Per fare ciò, utilizzerò alcuni rudimenti dell’epistemologia.
Possiamo enunciare il seguente ASSIOMA: la consistenza e la permanenza della folla presso un evento sono in ragione diretta con il gradimento nei confronti del medesimo; da cui ha poi origine il seguente SCOLIO: la folla intervenuta durante l’inaugurazione di Piazza Italia, e nei giorni successivi, ha manifestato, sotto diverse forme, apprezzamento e fiducia per il futuro della Piazza e, più in generale, della città.

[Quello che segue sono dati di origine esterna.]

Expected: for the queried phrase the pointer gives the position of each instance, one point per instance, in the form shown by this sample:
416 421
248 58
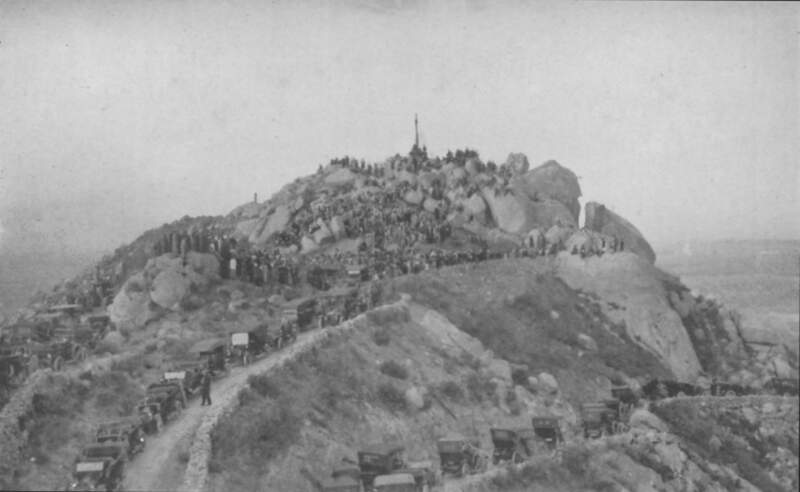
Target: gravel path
161 465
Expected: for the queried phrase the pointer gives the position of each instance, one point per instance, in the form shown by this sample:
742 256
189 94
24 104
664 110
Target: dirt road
163 464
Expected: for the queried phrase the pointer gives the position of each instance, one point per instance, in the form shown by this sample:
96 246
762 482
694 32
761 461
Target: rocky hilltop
451 295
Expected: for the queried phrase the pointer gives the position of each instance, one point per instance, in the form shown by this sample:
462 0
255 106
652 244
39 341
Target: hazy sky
119 116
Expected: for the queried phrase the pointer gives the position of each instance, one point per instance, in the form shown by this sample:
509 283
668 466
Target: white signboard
238 339
174 375
89 466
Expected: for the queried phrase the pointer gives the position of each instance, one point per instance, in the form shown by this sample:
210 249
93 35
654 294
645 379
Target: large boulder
600 219
205 266
558 233
517 213
323 235
276 222
246 227
131 305
427 179
475 207
340 177
169 288
635 287
518 162
554 181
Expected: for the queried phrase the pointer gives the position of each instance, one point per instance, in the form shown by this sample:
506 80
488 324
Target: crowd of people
397 237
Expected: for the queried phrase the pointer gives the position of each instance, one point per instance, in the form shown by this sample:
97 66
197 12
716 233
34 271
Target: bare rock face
518 214
276 222
164 284
518 162
600 219
131 305
340 177
554 181
649 319
169 288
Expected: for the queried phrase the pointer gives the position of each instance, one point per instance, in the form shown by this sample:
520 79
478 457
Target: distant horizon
121 116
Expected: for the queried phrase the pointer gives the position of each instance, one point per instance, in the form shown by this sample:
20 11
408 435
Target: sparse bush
451 390
381 337
133 287
264 385
132 365
520 377
480 388
391 396
382 317
576 460
107 347
394 369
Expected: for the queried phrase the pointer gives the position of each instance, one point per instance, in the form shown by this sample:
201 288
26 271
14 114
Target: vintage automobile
512 445
548 430
728 389
300 311
171 396
13 368
358 273
661 388
458 456
213 350
597 420
150 414
783 386
127 432
396 482
625 394
323 276
380 459
99 467
245 345
344 483
190 375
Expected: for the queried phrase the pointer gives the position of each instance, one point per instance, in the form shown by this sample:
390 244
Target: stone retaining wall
226 400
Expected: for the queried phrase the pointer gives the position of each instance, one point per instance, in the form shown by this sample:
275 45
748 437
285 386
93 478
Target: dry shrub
381 337
392 396
394 370
451 390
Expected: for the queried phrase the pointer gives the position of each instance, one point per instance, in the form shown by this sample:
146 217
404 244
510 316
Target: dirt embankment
409 377
13 433
226 399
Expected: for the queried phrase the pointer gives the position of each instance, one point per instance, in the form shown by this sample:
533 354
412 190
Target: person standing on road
206 385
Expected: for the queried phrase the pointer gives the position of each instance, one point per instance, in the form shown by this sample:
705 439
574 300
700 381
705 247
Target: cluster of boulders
166 283
512 205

POSTULATO: la popolazione, quando si raccoglie in moltitudine, è mossa da pensieri e sentimenti diversi da quelli che la dominano nella solitudine. Quindi il singolo non è la folla e, pertanto, non ne interpreta la psicologia e gli stati d’animo.
Fornisco questi pochi elementi a vantaggio del “parlatore solitario” che ha contestato l’inaugurazione della Piazza, poiché incompiuta. Il quale se non conosce l’imprevisto e l’incognita della folla, se non è capace, cioè, di essere interprete di una sua proiezione in quanto egli stesso non si trova nello stesso stato della moltitudine, rischia di utilizzare malamente le 10 o 12 parole del dizionario della retorica, con l’unico risultato di danneggiare la città e la sua popolazione, soprattutto in un momento di forte tensione sociale come quello che stiamo attraversando.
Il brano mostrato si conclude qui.